Les produits diététiques peuvent apporter un soutien ciblé aux sportifs selon leurs objectifs.

  • Whey Protéine : Complément alimentaire le plus utilisé pour la croissance musculaire, riche en protéines et acides aminés.
  • Caséine : Protéine à assimilation lente, idéale pour limiter le catabolisme musculaire.
  • BCAA : Acides aminés essentiels qui améliorent la prise de masse musculaire et réduisent la fatigue.
  • Créatine : Augmente le volume musculaire en favorisant la production d'ATP et la rétention d'eau intra-musculaire.
  • Pré-workouts (NO) : Maximisent l'explosivité, la concentration et la force lors des entraînements.
  • Beta-Alanine : Renforce la force physique et musculaire afin d'intensifier les séances d'entraînement.
  • Glutamine : Régule les réserves de glycogène et de glucose dans les muscles, évitant la dégradation musculaire.

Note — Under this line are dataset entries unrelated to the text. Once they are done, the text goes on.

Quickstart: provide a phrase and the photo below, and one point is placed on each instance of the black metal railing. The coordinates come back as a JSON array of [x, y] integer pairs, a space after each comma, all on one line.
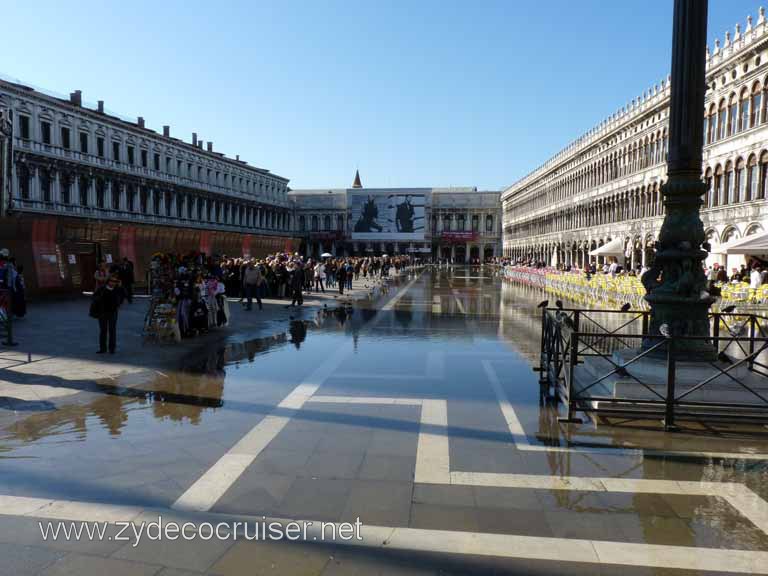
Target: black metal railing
[[588, 364]]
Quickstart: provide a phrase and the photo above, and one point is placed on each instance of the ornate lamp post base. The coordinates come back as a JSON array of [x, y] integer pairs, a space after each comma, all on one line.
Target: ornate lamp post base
[[681, 317]]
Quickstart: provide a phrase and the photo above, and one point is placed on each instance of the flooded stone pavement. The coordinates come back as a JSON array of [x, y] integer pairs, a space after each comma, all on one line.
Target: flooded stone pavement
[[417, 413]]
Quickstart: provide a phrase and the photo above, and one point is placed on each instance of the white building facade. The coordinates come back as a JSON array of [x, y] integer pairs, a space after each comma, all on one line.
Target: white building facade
[[460, 224], [605, 186], [81, 185]]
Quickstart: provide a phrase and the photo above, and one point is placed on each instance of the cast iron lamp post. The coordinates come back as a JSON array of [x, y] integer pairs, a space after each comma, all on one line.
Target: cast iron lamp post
[[676, 285]]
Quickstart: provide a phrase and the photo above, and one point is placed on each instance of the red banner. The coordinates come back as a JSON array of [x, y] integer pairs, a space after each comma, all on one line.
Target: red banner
[[44, 252], [458, 236]]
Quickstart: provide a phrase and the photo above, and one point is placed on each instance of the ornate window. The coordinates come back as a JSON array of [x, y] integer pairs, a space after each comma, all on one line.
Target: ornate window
[[711, 124], [45, 185], [84, 191], [763, 175], [116, 195], [732, 118], [66, 187], [741, 180], [751, 189], [744, 110], [755, 106], [728, 184], [718, 185], [721, 116], [23, 173]]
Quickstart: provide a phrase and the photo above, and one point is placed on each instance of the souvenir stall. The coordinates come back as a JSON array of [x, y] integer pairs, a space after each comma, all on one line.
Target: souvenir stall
[[161, 321]]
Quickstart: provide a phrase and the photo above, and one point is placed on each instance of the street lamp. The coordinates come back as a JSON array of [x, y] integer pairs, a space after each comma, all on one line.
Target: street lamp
[[676, 285]]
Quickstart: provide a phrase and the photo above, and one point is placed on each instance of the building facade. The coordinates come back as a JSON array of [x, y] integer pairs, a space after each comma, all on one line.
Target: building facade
[[605, 186], [458, 224], [84, 185]]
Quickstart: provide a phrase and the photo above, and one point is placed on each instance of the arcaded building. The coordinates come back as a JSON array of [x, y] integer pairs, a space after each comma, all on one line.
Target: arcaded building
[[457, 224], [603, 190], [80, 184]]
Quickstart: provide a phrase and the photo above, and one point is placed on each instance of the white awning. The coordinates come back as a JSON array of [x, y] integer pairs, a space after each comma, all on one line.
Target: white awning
[[752, 244], [613, 248]]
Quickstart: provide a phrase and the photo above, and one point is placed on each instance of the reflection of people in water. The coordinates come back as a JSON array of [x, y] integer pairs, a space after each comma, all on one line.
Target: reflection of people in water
[[404, 216], [367, 221], [298, 332]]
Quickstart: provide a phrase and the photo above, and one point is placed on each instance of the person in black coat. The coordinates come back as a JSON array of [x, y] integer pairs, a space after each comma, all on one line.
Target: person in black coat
[[106, 302], [297, 283], [341, 277], [127, 279]]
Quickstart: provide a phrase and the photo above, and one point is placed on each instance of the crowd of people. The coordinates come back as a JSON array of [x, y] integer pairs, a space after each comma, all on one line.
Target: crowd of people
[[191, 293]]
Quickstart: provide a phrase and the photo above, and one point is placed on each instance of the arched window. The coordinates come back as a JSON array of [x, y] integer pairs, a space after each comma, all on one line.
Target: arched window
[[751, 189], [732, 114], [744, 110], [45, 185], [721, 116], [23, 175], [711, 124], [728, 184], [754, 107], [116, 188], [741, 180], [66, 187], [84, 191], [763, 175], [764, 103], [717, 188]]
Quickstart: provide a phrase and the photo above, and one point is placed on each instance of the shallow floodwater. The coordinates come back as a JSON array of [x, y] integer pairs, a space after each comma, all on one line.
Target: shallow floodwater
[[458, 335]]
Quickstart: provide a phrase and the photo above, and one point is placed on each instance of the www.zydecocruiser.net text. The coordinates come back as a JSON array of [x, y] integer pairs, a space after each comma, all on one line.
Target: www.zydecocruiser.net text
[[159, 529]]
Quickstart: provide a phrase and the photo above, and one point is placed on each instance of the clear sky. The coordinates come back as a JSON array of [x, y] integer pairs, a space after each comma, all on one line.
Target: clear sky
[[411, 92]]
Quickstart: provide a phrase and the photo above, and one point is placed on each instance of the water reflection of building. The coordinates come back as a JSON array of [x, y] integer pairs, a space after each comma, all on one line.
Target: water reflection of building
[[604, 188], [462, 224]]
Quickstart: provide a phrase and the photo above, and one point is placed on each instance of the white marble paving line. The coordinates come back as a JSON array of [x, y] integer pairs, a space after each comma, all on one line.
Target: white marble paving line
[[212, 485], [739, 496], [401, 292], [366, 400], [432, 451], [520, 438], [459, 303], [435, 365], [438, 541]]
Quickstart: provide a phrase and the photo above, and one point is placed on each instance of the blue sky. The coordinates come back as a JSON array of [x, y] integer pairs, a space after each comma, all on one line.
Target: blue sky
[[411, 92]]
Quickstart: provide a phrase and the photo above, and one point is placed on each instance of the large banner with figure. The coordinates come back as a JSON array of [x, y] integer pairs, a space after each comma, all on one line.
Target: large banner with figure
[[387, 215]]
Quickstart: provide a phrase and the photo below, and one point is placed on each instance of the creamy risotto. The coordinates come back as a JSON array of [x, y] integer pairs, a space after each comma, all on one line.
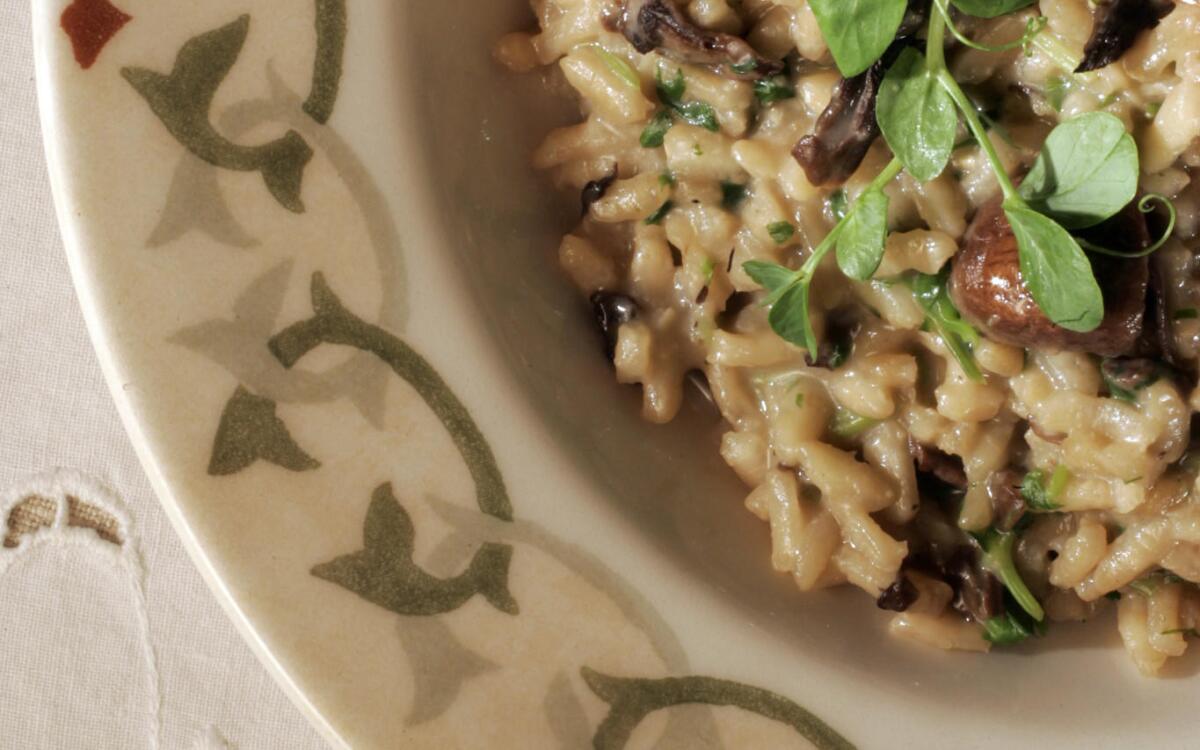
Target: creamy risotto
[[935, 263]]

Aliments à privilégier pour éviter les contractions musculaires involontaires

  • Bananes : Riches en potassium et en magnésium.
  • Épinards : Apportent du magnésium.
  • Avocats : Riches en potassium.
  • Chocolat : Apporte du magnésium.
  • Saumon : Source d’acides gras oméga-3.
  • Crevettes : Riches en minéraux et en oméga-3.
  • Oléagineux : Riches en sels minéraux et oméga-3.
  • Produits laitiers : Fournissent du calcium et du magnésium.
  • Patates douces : Offrent à la fois du potassium et du magnésium.
  • **Eaux minérales naturellement riches en magnésium.

Aliments à éviter

Les aliments qui perturbent l’équilibre des électrolytes ou pouvant nuire à la bonne santé cardio-vasculaire sont à éviter.